The URL used for this crawl is:
/: The Other Side Desktop. There are a lot of good-looking wallpapers in there, and they are all downloadable in HD lossless, which is quite good, so I'm practicing with this site.
As a beginner, at the beginning, regardless of the quality of the code, as long as the code can be run correctly and completely, it will be able to make yourself happy, as in our games, we will be more interested in playing if we can get positive feedback in a short time.

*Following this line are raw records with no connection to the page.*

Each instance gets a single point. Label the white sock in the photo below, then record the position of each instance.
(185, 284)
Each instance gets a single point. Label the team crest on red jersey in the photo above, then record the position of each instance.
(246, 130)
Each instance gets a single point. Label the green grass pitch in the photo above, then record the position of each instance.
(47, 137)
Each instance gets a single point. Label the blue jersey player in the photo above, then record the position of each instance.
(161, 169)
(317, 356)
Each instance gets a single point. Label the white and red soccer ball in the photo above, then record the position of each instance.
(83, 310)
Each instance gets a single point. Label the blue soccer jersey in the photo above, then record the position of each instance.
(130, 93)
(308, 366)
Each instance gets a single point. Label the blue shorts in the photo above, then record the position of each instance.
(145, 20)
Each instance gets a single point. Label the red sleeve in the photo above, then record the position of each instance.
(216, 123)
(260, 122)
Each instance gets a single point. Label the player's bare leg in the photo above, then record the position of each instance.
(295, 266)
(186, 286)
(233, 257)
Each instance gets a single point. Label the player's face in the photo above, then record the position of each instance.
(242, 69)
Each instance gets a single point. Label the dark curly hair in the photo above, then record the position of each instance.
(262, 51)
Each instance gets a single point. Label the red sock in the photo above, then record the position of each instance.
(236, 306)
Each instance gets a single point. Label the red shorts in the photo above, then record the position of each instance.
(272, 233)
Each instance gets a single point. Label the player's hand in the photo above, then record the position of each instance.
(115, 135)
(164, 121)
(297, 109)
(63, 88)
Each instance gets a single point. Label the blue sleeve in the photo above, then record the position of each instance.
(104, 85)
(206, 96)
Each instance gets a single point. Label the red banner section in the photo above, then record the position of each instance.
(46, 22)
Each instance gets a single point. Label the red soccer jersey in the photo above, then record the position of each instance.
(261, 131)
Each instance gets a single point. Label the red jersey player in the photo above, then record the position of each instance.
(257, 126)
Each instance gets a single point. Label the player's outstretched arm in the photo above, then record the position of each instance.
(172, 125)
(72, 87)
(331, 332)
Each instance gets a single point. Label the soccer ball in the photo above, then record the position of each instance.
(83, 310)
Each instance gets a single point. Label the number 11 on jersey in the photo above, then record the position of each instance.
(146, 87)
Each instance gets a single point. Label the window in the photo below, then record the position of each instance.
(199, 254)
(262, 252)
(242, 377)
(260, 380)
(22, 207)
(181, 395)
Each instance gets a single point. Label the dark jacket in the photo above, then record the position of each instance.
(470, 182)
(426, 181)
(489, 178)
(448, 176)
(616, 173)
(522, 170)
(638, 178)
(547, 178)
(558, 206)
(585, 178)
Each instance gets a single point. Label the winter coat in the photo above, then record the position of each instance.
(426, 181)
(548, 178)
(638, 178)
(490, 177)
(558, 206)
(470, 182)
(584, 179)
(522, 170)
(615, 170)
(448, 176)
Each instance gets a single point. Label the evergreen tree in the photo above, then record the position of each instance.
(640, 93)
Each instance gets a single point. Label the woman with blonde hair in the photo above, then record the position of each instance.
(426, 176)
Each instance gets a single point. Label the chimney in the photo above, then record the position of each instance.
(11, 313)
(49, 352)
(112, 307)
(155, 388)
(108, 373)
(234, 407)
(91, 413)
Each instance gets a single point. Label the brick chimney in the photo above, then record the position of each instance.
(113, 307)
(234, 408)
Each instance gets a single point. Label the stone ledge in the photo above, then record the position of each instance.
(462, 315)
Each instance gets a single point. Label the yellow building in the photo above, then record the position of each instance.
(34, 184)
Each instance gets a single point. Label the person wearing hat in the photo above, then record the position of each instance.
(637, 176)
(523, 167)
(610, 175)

The same is true for learning, as long as we can get feedback from our learning in the short term, then our desire to learn is also strong.
As a rookie, to be able to complete this crawler program in its entirety would be one of the greatest rewards, but I actually gained much more than that in this process.
Good code should actually have the following characteristics
- Ability to meet the most critical needs
- easily understood
- Fully annotated
- Use standardized naming
- No apparent security issues
- Fully tested
As an example of adequate testing, often write code should know that although most of the time your code is not buggy, but that just means that most of the time it is stable, but under certain conditions it will be wrong (to reach the error conditions, there are logic problems, etc.). That's for sure. As for what causes, different codes have different reasons. If the code program is perfected once, then the software of the software we use would not be updated so often. I won't go into all the other reasons.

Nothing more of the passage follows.